Mykola Kondratiuk

Posted on May 29

I Added a Human Veto to My PM Agent — Here's What Broke First

#ai #vibecoding #agents #discuss

The rubber-stamping trap in manual reviews

Running automation agents for a while now. Most work fine hands-off. But one of them - my project status agent - kept making decisions that felt right in isolation but wrong in context.

So I added a human approval step. Not a "review and confirm" UI widget. An actual veto gate in the workflow itself: the agent drafts the action, pauses, and waits for my explicit go-ahead before doing anything irreversible.

Here's what I didn't expect: the first thing to break wasn't the agent logic. It was my own habits.

The Problem I Was Trying to Solve

My status reporting agent does three things: pulls data from Jira, formats a weekly PM summary, and posts it to the team Slack channel. Straightforward automation.

Except twice in three months it posted something embarrassing. Once it included a stale blocker that had been resolved 48 hours prior. Once it flagged a team member's ticket as overdue when they'd actually shipped early and the tracker hadn't caught up.

Neither was catastrophic. Both were awkward.

The traditional fix would be "add better logic to catch these cases." I tried that. Added freshness checks, added resolved-status validation. Still leaked edge cases.

So I took a different approach: make human review a structural part of the workflow, not a safety net I bolt on when things go wrong.

What I Actually Built

The architecture is boring. Agent generates the Slack message draft, posts to a private review channel, waits for a thumbs-up emoji reaction, only then posts to the team channel.

If no reaction within 2 hours, it pings me directly and kills the task. No silent failures.

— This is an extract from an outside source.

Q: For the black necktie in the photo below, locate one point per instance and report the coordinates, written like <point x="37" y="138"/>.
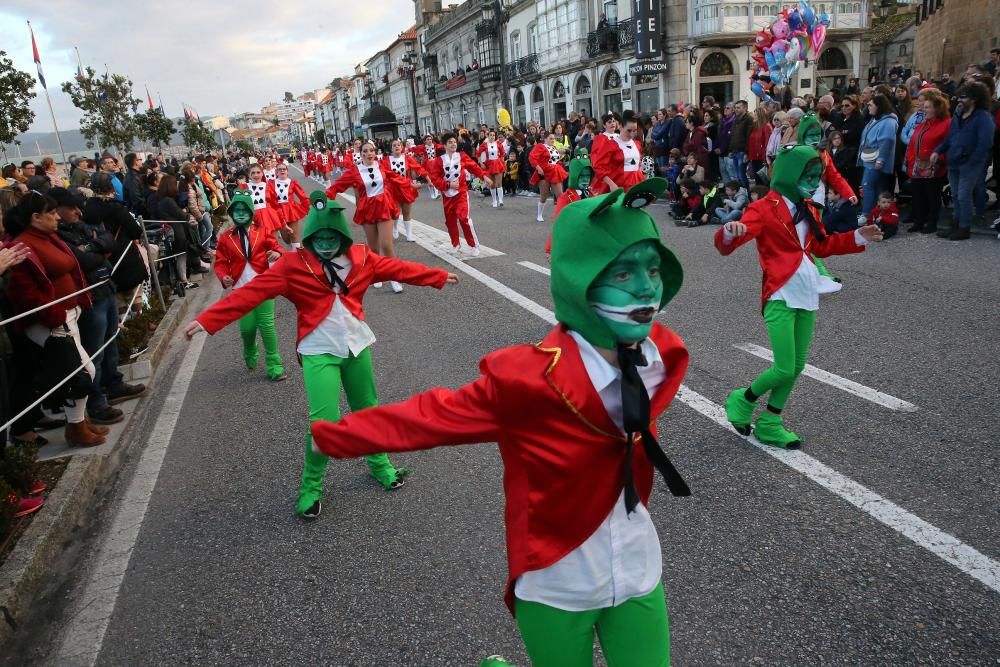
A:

The human approval isn't optional and it isn't a fallback. It's a required step in the sequence. The workflow can't progress without it.

I got the idea from reading about Microsoft Conductor, which open-sources a similar pattern for multi-agent orchestration. Human approval as a default workflow step, not a retrofit. Their framing stuck with me: designed-in, not bolted-on.

What Actually Broke

I expected the agent to break. It didn't.

I expected me to approve everything in under 5 minutes. I did, mostly.

What I didn't expect: I stopped trusting my own review. The first week, I read every draft carefully. By week three, I was rubber-stamping. My brain had offloaded judgment to "well the agent probably got it right." The approval gate existed, but the actual human review stopped happening.

This is the invisible failure mode nobody talks about. You add a human step. The human shows up. But they're not really there.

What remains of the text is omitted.